None of them agree with the 14-state model proposed by the CA's state restructuring and power sharing committee.
One group fears the disintegration of the country. This is a flimsy argument. National maps can't be altered so easily. Federalism will only make the state stronger by giving marginalised citizens a sense of ownership. It will connect the country in ways like never before. In fact, the possibility of a conflict and a weakening of the state is much higher if Nepal does not federalise. In any case, federalism has already been decided upon, and the decision will not be reversed.
Other critics, including technocrats, believe the state does not possess the institutional capacity to sustain such a model. This view has some merit. Fourteen states will mean fourteen separate legislative, bureaucratic, police, and judicial machineries. Do we have the required financial and human resources for such a gigantic enterprise? If states lack capacity, federalism may become merely ornamental. Some Maoist leaders privately agree, and have been toying with the idea of six provinces.
Bureaucrats argue the present debate on federalism risks reversing the achievements made by local government. In the proposed delineation of powers, local bodies have not been granted powers much beyond the Local Self-Government Act. The additional complication is that there is a great overlap of functions with the provincial government. Will the latter usurp the role of the grassroots bodies, making the state even more distant for those in rural areas? The Indian experience shows the reluctance of state governments to share money and powers with Panchayats and municipalities. More thinking is clearly required to delineate the local-provincial authority interface.
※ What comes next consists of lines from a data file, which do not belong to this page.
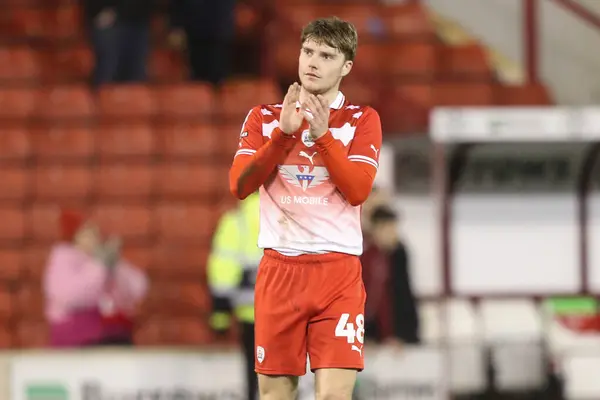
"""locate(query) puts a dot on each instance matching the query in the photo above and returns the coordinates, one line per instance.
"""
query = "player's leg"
(280, 327)
(273, 387)
(248, 351)
(334, 383)
(336, 335)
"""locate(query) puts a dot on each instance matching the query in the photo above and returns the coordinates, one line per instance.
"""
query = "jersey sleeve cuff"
(281, 139)
(325, 141)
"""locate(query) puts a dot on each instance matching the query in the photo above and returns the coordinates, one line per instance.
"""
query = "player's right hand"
(291, 117)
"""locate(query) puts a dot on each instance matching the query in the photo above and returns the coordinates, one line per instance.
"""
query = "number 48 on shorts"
(352, 331)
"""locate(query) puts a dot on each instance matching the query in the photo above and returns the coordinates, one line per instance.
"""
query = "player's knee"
(334, 393)
(335, 384)
(277, 387)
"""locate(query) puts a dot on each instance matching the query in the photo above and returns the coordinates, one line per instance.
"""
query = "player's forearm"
(354, 180)
(248, 173)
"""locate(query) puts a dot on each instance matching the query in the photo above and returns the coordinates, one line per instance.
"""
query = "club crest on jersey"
(304, 176)
(306, 139)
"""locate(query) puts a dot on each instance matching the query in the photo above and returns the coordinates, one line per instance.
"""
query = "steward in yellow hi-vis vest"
(232, 267)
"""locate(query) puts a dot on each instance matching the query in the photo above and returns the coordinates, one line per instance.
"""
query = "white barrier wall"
(510, 244)
(416, 373)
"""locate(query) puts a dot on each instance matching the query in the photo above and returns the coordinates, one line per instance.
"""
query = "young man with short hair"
(313, 159)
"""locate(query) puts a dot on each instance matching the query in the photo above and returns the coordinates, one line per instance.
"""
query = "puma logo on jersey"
(306, 155)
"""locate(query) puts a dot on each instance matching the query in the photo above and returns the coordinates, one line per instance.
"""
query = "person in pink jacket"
(91, 293)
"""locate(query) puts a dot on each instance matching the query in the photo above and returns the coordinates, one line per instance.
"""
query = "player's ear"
(347, 67)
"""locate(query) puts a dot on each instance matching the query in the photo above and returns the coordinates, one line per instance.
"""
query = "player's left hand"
(316, 112)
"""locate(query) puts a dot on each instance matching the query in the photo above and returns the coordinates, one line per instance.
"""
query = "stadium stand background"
(150, 160)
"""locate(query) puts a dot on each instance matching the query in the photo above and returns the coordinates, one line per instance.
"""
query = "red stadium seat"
(125, 141)
(6, 303)
(132, 222)
(189, 331)
(135, 101)
(13, 227)
(409, 21)
(194, 101)
(32, 333)
(15, 184)
(124, 181)
(180, 181)
(189, 140)
(141, 255)
(66, 102)
(11, 264)
(15, 146)
(18, 103)
(416, 60)
(59, 144)
(468, 62)
(19, 64)
(34, 263)
(523, 95)
(185, 222)
(463, 94)
(167, 66)
(30, 300)
(69, 64)
(174, 260)
(62, 182)
(239, 96)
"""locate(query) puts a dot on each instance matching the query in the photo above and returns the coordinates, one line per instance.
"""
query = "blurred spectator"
(391, 311)
(232, 268)
(205, 28)
(377, 198)
(120, 35)
(90, 291)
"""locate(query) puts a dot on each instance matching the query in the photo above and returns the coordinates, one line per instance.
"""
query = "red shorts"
(309, 304)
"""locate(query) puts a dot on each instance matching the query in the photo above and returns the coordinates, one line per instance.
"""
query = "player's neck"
(330, 96)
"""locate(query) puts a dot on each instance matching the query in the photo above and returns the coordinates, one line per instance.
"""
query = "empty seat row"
(183, 221)
(136, 100)
(21, 64)
(114, 181)
(165, 260)
(120, 142)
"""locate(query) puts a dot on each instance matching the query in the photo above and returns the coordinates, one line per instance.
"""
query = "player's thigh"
(278, 387)
(334, 383)
(336, 338)
(280, 326)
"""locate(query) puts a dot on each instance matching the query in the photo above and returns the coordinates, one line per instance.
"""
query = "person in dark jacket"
(205, 28)
(391, 311)
(120, 36)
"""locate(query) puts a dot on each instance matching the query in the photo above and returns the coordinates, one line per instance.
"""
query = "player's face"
(321, 67)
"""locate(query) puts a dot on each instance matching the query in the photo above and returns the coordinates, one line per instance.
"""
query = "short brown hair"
(333, 32)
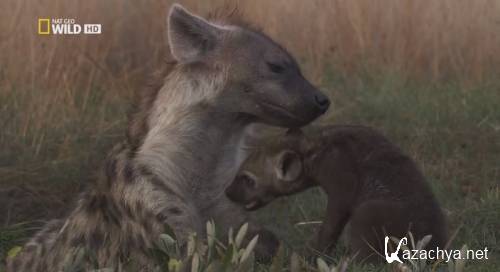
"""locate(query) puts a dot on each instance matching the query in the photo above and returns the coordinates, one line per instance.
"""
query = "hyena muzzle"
(185, 143)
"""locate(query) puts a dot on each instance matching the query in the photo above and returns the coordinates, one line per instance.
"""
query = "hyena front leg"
(183, 218)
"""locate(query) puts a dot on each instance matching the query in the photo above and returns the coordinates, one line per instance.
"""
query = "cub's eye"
(276, 68)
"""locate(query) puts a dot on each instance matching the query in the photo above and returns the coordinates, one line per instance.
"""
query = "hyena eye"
(276, 68)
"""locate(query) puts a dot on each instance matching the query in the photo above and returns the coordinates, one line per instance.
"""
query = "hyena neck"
(188, 136)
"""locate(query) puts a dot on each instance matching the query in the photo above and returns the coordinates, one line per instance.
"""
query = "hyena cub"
(369, 182)
(184, 147)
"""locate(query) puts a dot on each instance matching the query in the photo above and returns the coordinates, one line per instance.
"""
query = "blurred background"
(424, 72)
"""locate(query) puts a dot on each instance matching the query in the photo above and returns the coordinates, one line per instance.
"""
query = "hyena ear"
(190, 37)
(288, 166)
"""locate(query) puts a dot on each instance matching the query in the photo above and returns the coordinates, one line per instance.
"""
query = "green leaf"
(241, 235)
(195, 265)
(322, 266)
(249, 249)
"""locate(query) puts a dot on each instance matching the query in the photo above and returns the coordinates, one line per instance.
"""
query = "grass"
(451, 131)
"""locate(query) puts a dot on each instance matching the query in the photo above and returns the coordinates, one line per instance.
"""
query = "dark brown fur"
(369, 182)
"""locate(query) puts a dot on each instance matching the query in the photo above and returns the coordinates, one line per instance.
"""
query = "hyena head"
(260, 79)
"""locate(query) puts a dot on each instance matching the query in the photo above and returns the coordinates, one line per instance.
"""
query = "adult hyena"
(183, 149)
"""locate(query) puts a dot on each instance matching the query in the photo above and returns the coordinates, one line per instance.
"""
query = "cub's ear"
(190, 37)
(288, 165)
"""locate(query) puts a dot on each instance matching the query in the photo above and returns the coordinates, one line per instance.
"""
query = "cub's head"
(249, 73)
(271, 171)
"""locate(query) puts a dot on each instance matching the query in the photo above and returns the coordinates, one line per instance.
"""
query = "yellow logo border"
(40, 24)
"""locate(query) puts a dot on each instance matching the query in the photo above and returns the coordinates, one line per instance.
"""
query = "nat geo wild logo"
(65, 26)
(420, 252)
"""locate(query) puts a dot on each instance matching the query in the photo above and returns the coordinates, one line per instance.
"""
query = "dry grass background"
(429, 40)
(63, 98)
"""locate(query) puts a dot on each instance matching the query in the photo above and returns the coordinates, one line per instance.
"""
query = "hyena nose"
(322, 102)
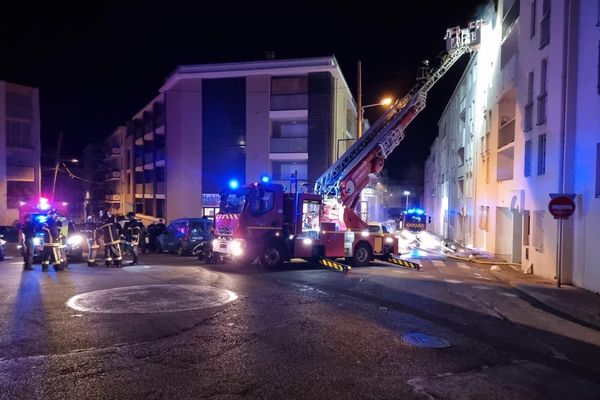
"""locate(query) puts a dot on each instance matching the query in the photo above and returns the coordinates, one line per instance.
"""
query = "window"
(538, 231)
(545, 24)
(527, 171)
(528, 123)
(542, 154)
(264, 202)
(283, 170)
(18, 134)
(532, 21)
(541, 118)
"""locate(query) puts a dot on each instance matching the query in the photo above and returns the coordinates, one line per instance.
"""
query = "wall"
(586, 136)
(258, 89)
(184, 150)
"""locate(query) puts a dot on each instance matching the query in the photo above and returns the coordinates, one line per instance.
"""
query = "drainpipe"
(569, 68)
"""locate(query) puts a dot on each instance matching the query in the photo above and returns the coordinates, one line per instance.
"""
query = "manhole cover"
(149, 299)
(423, 340)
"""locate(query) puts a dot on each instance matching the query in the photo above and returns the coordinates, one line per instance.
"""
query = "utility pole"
(56, 165)
(359, 100)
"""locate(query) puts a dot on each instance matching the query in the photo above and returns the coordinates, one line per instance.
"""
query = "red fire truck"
(262, 220)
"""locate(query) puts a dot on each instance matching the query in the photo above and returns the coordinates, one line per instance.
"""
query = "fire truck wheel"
(272, 256)
(362, 255)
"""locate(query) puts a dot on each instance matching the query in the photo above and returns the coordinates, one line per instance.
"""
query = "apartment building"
(216, 122)
(521, 125)
(19, 148)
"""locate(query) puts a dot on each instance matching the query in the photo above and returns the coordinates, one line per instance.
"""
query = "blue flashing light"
(234, 184)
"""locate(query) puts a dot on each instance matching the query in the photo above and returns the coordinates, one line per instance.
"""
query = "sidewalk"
(574, 304)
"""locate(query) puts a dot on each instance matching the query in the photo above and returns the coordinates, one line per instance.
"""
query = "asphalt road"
(172, 328)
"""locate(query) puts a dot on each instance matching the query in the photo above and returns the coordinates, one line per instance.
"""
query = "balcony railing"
(20, 174)
(289, 102)
(112, 197)
(289, 145)
(113, 176)
(113, 152)
(148, 158)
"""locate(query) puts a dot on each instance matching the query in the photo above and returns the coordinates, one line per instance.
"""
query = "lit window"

Planners also point out that east-west federalism, instead of the north-south zones, will mean inadequate utilisation of resources. This may be technically true but politically, north-south is not feasible given the Madhesi sentiment. Also, there will inevitably be inter-state co-operation. It is flawed to say that the Madhes cannot use the water resources of the hills, or hills cannot use the agrarian and industrial strengths of the Madhes. In federal set-ups, states can build on each other's comparative advantages through joint mechanisms.
The third, and most vocal, school of skeptics includes 'national' (mostly Bahun-Chhetri) politicians who believe that the map is too ethnic-centric, ignores Nepal's mixed settlements and is a recipe for riots. This view too has some merit but tends to present a highly distorted and alarmist picture. The present model is not entirely ethnicity based. And as Mahendra Lawoti argues, whichever way you carve out the provinces, some groups will have a majority.
For those worried ethnic provinces will favour those they are named after, the logic of electoral politics should be reassuring.
Take the present Madhes map from Jhapa to Birganj. Six demographic blocks will control the politics - Yadavs, Tharus, Muslims, Dalits, OBCs and guess what, pahadis. If any Madhesi party adopts a chauvinistic, hate-mongering approach, they will lose the pahadi vote entirely, and will be defeated. The same argument applies everywhere, and means new multi-ethnic alliances will emerge in all provinces.
This is not to defend the present map or underplay the dangers of ethnic chauvinism, but to highlight that there is space for compromise. Incorporating ethnicity is a political compulsion, but we need to avoid making ethnicity the sole determinant of political choice.
The good news is that the map can only get better from now on. The bad news is whichever way it turns out eventually, there will be plenty of people ready to burn the constitution.